Account takeover can have devastating, long-term effects on QSRs. Beyond lost revenue, account takeover fraud damages brands and erodes the trust of good customers. But QSRs can prevent credential stuffing and account takeover fraud with a multilayered approach to account protection. Kount Control applies protection, policy and customization, and reporting to give QSRs complete protection from account takeover. It’s the industry’s first solution that provides an adaptive and customizable way to protect and enhance the entire customer journey.

3. They’re taking too long to make decisions

For QSRs, speed and convenience are essential because consumers have options. If one restaurant’s app or online ordering platform takes too long to approve a transaction, good customers will be less likely to return. Any friction in the buying experience can drive customers to competitors and erode loyalty. But having a fraud detection system that uses AI and machine learning can save QSRs valuable time.

At the end of the day, it’s not realistic for QSRs to review every transaction manually. Having a fraud detection system means that QSRs can approve transactions quickly. And they don’t have to perform manual reviews or delay hungry customers.

4. They’re not detecting card testing

It’s easy to mistake good QSR customers for bad actors conducting card testing. But QSRs are still common targets of this type of fraud. Card testing occurs when bad actors need to validate stolen credit card details. To do this, they may place several small orders on one card or many, at once or within a short time frame. Essentially, they’re weeding out canceled or invalid cards. Once they confirm which credit card numbers are live, they can make larger fraudulent purchases.

Because QSRs can’t manually review every small transaction, Kount does the hard work of knowing the difference. Having the Identity Trust Global NetworkTM means accessing additional data points that indicate fraud activity like card testing. QSRs alone may not know much about a customer’s buying activity. But Kount’s network pulls data from across industries, so QSRs have a more accurate idea of what kinds of behaviors are abnormal for some customers.

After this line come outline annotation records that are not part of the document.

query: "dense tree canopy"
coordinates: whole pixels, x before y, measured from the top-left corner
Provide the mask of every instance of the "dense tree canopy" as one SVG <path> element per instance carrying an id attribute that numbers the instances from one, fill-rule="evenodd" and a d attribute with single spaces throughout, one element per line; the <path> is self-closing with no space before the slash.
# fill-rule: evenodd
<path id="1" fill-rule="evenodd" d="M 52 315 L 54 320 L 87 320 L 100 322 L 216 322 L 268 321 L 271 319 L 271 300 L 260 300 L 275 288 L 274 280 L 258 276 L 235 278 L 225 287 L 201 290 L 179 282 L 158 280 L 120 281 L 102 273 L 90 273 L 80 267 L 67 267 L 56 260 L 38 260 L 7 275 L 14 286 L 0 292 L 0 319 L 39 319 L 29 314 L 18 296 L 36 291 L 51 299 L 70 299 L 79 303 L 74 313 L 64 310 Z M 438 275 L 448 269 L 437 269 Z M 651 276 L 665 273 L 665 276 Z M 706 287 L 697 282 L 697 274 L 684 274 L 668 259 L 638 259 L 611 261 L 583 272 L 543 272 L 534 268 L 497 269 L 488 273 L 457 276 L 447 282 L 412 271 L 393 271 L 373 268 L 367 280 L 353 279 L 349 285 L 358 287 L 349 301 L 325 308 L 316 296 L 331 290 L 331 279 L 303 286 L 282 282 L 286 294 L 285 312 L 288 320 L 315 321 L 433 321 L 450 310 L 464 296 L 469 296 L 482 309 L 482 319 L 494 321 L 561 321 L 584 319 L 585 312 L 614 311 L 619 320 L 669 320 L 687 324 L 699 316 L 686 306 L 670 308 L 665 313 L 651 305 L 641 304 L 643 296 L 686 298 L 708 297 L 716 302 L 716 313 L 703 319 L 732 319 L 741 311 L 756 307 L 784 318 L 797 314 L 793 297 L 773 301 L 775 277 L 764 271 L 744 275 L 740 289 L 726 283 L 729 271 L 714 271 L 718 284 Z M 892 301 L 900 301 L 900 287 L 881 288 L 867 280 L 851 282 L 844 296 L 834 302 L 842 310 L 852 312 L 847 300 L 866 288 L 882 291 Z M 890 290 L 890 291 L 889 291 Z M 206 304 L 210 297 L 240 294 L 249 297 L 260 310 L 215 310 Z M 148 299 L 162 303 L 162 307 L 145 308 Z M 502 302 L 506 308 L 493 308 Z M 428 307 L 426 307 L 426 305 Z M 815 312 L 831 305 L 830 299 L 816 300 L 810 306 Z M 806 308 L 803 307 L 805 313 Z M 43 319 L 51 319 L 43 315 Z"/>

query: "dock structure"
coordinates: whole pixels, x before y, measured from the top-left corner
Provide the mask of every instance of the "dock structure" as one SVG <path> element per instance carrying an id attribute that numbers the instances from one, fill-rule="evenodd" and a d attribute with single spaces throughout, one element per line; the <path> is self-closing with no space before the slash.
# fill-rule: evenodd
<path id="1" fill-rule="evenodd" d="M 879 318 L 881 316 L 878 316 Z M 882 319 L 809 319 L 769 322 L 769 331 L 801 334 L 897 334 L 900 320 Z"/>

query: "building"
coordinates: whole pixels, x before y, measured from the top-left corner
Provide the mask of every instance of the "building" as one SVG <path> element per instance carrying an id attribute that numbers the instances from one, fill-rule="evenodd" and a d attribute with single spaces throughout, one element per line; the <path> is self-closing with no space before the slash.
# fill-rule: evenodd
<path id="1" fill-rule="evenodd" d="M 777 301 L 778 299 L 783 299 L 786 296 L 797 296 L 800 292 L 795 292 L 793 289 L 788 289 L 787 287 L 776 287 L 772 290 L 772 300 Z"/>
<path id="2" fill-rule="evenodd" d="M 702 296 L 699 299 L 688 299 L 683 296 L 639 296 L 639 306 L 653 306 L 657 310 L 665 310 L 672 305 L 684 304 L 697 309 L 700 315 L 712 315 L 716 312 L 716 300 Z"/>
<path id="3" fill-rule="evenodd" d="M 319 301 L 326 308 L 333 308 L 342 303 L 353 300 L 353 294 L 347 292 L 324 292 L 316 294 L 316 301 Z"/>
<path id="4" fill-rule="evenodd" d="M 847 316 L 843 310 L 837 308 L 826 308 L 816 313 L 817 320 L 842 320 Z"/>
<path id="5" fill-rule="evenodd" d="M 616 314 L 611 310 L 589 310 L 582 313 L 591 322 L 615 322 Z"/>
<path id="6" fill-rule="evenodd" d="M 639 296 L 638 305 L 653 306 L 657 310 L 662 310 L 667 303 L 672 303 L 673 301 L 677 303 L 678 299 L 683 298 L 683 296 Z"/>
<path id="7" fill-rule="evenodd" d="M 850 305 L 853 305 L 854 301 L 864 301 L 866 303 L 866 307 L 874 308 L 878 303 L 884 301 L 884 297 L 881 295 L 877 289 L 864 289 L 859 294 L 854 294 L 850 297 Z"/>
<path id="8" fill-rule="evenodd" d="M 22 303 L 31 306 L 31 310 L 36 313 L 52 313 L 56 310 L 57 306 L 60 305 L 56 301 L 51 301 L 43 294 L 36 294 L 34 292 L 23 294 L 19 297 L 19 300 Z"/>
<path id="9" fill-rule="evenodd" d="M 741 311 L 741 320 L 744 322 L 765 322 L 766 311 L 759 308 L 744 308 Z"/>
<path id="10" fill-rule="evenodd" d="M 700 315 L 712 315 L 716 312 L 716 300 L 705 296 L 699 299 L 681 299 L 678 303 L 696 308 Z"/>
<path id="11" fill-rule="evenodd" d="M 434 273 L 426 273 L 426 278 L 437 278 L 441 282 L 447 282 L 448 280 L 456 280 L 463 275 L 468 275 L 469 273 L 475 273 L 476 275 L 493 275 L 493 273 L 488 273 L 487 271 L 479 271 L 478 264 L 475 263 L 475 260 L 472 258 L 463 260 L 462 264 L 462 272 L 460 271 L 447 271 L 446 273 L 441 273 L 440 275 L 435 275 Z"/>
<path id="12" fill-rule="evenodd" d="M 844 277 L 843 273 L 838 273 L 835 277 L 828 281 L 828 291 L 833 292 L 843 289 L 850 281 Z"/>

QSRs can solve their digital fraud problem by protecting the entire customer journey

These days, it’s too easy to lose customers to the competition. QSRs and fast-casual restaurants moving into the card-not-present space are learning what eCommerce retailers discovered years ago. When bad actors attack, the losses add up quickly. The good news is that enterprise fraud solutions worth their salt are ready to fight fraud in the restaurant space.

Kount’s combination of human expertise and advanced AI and machine learning make it easy to serve up certainty in every digital interaction. Kount can help QSRs protect and manage the entire customer journey — from account creation and login to checkout. Use Kount to the fullest to make accurate decisions in real time to reduce manual reviews up to 83%.